Tag 4 in Jochgrimm
 
Der heutige Tag fing nicht ganz so fröhlich an wie gestern:
Der Blick aus dem Fenster zeigte nicht gerade viel: Nebel, starker Schneefall und mindestens 20 cm Neuschnee. Viele waren ein wenig verunsichert, ob man bei diesem Wetter überhaupt Skifahren könnte.
 
Nach dem Frühstück, das bis auf die Ausnahme, dass es passend zum Sonntag Marmeladen- und Schokocroissants gab, wie immer war, gab es endlich die Antworten:
 
Das Skifahren startete eine Viertelstunde später als sonst und die Lehrer der verschiedenen Skigruppen konnten selbst entscheiden, wann Ende war. Das Wetter hatte sich schon wieder gebessert und man konnte viel weiter sehen als am Morgen, obwohl es noch sehr kalt war. Nach anfänglichen leichten Schwierigkeiten, auf Grund der veränderten Verhältnisse, machte das Tiefschneefahren sehr viel Spaß.

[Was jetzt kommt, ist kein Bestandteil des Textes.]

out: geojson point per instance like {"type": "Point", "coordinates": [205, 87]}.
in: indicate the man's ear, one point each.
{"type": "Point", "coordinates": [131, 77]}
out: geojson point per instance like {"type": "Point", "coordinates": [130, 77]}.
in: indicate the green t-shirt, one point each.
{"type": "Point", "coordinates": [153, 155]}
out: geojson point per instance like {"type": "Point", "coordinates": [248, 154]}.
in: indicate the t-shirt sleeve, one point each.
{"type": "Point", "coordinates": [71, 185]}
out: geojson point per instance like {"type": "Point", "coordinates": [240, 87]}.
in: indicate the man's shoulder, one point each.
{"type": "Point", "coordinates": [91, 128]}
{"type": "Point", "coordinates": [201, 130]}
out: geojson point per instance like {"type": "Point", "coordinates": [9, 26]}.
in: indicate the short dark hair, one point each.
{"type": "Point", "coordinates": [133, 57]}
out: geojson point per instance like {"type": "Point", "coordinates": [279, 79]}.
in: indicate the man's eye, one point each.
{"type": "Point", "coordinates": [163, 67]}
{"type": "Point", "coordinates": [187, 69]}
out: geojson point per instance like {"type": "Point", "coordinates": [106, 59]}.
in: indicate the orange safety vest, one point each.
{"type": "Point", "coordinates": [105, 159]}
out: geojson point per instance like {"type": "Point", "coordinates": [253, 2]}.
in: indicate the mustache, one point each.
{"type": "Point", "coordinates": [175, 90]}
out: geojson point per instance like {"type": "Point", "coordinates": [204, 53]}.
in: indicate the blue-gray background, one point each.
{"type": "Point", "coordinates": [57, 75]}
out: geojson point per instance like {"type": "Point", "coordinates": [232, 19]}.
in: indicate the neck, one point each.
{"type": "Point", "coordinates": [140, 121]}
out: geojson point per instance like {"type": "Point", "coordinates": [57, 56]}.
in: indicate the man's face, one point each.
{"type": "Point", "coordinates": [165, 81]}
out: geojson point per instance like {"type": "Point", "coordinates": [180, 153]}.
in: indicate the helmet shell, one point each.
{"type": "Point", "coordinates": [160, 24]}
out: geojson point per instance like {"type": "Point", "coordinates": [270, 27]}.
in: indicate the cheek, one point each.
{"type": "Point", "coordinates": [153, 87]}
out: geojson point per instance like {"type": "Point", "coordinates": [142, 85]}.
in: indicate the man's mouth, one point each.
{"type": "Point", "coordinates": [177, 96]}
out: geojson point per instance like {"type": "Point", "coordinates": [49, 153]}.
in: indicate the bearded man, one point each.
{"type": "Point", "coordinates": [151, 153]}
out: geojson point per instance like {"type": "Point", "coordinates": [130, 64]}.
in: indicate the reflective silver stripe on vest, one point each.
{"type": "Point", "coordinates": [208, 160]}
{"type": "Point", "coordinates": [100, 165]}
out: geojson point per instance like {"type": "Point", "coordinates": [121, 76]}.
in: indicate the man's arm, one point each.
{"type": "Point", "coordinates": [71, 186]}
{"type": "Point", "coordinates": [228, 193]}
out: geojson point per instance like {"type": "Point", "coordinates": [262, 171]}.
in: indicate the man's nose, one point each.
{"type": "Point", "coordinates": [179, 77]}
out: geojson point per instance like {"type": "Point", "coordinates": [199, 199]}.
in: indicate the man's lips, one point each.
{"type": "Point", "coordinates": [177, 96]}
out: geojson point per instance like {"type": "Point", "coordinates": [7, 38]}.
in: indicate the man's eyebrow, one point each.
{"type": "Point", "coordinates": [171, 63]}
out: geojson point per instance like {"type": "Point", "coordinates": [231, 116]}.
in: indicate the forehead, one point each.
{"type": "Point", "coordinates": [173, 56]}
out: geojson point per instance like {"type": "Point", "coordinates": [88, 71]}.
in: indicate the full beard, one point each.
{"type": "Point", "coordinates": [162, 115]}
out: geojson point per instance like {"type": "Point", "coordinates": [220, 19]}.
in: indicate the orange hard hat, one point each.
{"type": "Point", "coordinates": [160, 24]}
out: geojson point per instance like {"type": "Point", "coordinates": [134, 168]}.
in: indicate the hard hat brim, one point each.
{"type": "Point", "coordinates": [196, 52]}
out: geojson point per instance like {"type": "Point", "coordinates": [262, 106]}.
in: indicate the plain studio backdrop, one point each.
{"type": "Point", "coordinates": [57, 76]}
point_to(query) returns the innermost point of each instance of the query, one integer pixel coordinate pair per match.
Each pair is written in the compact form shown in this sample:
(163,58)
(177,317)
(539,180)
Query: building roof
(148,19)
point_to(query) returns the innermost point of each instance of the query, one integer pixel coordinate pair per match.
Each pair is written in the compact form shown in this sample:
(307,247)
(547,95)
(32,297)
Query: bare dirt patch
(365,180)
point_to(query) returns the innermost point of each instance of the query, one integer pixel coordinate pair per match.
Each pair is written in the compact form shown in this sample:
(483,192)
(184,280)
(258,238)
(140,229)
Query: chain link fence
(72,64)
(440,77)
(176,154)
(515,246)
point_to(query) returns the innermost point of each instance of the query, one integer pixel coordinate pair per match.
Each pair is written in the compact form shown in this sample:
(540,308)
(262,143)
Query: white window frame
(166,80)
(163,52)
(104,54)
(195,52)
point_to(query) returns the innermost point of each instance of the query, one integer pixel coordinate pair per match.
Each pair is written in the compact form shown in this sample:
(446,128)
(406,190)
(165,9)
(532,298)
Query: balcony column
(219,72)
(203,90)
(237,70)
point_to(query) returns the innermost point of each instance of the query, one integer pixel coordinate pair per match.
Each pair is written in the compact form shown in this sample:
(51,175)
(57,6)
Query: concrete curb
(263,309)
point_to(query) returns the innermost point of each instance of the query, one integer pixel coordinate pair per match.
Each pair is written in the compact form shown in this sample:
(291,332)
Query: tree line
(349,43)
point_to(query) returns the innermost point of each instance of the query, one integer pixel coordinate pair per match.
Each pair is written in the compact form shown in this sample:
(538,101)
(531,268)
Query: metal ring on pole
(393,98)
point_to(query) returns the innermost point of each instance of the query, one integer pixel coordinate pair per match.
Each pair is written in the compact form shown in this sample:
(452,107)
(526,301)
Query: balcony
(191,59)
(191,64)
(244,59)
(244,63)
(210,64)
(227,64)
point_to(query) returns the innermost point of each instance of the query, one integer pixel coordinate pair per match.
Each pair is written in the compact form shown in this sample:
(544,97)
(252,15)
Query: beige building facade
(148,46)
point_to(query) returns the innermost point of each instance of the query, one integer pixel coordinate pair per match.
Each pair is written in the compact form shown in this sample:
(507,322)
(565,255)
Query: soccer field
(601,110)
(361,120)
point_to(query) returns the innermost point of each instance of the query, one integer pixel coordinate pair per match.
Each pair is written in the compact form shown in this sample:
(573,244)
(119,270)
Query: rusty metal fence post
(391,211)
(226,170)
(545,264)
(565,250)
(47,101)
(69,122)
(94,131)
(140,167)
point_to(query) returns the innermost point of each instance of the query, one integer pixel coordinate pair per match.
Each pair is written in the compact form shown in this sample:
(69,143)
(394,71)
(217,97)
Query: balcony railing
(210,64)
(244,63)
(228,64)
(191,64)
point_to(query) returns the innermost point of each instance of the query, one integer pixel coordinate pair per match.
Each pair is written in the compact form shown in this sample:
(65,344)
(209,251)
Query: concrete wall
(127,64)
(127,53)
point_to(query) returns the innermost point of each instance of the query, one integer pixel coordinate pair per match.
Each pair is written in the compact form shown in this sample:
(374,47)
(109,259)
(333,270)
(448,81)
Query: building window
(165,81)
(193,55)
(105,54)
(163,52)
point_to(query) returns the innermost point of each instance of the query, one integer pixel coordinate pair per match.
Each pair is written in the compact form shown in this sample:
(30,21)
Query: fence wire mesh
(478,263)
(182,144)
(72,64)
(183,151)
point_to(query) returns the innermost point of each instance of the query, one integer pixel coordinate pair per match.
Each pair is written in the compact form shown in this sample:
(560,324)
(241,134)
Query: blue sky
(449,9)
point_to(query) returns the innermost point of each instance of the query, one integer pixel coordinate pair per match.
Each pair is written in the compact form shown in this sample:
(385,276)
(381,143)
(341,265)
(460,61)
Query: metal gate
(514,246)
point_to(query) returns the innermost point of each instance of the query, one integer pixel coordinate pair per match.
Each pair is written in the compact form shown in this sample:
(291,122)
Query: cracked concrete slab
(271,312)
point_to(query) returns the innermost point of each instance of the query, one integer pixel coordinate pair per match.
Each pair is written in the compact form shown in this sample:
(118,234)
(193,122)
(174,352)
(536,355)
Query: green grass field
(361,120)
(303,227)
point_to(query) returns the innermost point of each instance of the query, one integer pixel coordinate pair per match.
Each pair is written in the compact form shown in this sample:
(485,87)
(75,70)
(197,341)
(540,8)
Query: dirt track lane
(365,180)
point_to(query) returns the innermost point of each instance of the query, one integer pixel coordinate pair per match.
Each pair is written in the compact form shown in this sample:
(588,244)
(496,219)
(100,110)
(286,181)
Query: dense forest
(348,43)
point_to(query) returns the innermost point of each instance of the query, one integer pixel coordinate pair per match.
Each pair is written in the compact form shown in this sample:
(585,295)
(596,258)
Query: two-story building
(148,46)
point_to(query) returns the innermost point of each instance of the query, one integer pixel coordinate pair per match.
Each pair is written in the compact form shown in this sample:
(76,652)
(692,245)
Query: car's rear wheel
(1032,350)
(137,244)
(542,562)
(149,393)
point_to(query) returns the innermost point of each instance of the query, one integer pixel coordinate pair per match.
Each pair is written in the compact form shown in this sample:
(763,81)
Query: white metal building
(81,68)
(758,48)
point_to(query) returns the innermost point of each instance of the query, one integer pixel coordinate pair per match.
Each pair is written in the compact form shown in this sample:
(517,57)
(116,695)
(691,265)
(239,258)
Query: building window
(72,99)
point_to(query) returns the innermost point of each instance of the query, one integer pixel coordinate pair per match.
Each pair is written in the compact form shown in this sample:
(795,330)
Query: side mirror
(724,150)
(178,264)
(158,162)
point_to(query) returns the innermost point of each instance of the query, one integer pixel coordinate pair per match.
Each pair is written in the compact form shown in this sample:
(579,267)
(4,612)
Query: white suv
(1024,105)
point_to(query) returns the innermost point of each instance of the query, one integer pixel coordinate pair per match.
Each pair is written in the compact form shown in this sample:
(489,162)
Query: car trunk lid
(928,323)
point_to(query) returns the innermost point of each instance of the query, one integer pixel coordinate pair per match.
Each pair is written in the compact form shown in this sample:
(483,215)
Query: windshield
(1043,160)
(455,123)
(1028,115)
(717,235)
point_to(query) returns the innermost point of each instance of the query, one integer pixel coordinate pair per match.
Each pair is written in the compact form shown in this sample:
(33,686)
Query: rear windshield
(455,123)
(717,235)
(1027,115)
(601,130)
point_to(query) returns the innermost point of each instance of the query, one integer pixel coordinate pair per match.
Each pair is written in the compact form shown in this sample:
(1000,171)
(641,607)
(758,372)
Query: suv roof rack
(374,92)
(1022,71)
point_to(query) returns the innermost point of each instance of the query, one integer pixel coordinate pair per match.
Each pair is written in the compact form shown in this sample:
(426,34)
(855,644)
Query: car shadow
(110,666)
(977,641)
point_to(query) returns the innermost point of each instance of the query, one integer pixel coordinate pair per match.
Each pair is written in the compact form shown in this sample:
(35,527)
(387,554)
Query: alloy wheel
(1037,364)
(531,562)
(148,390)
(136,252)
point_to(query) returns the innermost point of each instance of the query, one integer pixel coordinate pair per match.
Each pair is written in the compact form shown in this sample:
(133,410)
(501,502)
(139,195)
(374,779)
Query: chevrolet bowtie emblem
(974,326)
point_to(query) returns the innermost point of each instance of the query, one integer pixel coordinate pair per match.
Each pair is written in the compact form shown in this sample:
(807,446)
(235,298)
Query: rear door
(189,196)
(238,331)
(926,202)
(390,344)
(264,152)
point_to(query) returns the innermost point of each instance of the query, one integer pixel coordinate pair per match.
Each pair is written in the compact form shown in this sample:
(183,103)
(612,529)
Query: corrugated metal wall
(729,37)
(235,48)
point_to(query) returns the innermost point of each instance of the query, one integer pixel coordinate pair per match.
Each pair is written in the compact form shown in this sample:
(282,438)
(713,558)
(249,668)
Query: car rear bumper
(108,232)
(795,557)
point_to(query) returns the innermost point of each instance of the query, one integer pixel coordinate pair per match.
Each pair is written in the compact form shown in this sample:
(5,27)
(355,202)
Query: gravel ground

Die Anfänger machten Fortschritte mit dem Bremsen und Kurvenfahren, während die Fortgeschrittenen den Tiefschnee durchpflügten. Die fortgeschrittenen Snowboarder fuhren heute auch die Piste am Weißhorn herunter. Die übrigen Snowboarder übten mit Erfolg Kurven. Auch die Langläufer trainierten fleißig. :-)
 
Zum Mittagessen gab es (ÜBERASCHUNG!) KEINE Nudeln sondern eine als „Bohnensuppe“ bezeichnete Gemüsesuppe, die hingegen der Erwartungen und des Aussehens schmeckte. Dazu gab es Brötchen und Bockwürstchen.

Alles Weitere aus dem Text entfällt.